There' s a wise man on this forum who would tell you to say (when she starts things like the food issue), "I'm not comfortable with where this is going." Then walk away.

Read 'The Dance of Anger'.


----------



## PM720 (Oct 10, 2012)

cooljay said:


> If I had a dollar for every time I've heard that I'd be a rich man!
> 
> My stbxw pulled the blame game on me and it's honestly a way for them to not "feel guilty" about the separation/divorce even if there is no affair, I mean they can't feel guilty about leaving if it wasn't "their fault", right? Well at least that's what they think
> 
> ...


----------



## spun (Jul 2, 2012)

PM720 said:


> cooljay said:
> 
> 
> > If I had a dollar for every time I've heard that I'd be a rich man!
> ...


----------



## PM720 (Oct 10, 2012)

The last time I said more than 5 words to her was Saturday. We had been talking and she said that it would hurt her family if we were to ever try and work things out. I responded that "if I had told my family in friends that we working on things they would be incredibly pissed."

Which caused her to completely flip out.
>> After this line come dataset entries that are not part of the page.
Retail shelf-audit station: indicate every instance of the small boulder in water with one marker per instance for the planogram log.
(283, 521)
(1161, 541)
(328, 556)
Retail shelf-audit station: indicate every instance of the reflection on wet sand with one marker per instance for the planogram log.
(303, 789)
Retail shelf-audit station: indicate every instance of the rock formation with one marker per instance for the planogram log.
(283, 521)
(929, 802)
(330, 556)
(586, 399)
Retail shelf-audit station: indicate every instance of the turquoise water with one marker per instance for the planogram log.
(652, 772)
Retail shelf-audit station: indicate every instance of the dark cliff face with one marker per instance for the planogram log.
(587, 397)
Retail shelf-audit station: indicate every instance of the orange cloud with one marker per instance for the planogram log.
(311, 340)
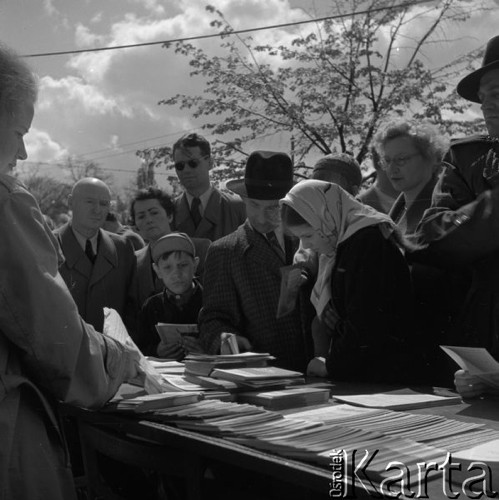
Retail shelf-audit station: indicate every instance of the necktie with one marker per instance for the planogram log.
(195, 213)
(274, 244)
(89, 251)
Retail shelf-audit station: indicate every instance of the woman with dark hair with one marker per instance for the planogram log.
(363, 285)
(411, 154)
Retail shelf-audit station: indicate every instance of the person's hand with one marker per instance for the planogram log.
(317, 367)
(330, 316)
(173, 350)
(469, 386)
(191, 345)
(133, 372)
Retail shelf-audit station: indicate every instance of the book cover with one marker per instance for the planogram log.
(261, 373)
(171, 333)
(151, 402)
(204, 368)
(286, 398)
(405, 399)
She started saying "I didn't do anything. This is your fault. I've never done anything wrong." This coming from the woman who told my children I refuse to buy them food a few days before. The same woman who said I hurt my own son, then told the cops I would never hurt him. So yeah, I guess I see her point <sarcasm>.

Then when we get in the house she tells me I could never be with you because I know your heart and your soul and it's bad. That I have a bad core and am a bad person. Mind you, I worked my ass off for this family and was able to provide for her so that she could stay home with our kids for over 5 years. The same woman who wants to give me as little visitation as possible even though I have been an active dad, and now that she works, I have the kids after work for 5-6 days a week. Yup, I'm the one with the bad "core." 
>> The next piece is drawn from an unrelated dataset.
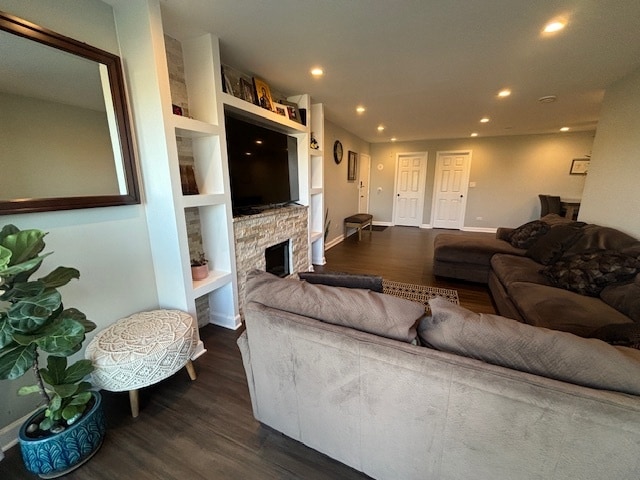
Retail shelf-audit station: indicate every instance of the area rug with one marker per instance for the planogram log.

So instead of walking away, we had our typical blowout. From that day forward I told her I will not talk about anything outside of the kids. Its weird and uncomfortable at home, but I am done being beaten down. I do things only with the kids now and guess what...its awesome. No one yells at me or calls me names. No one puts me down or rolls their eyes, huffs, or mocks me when I tell the kids I love them. I could get use to this.

Just wanted to vent. Thanks


----------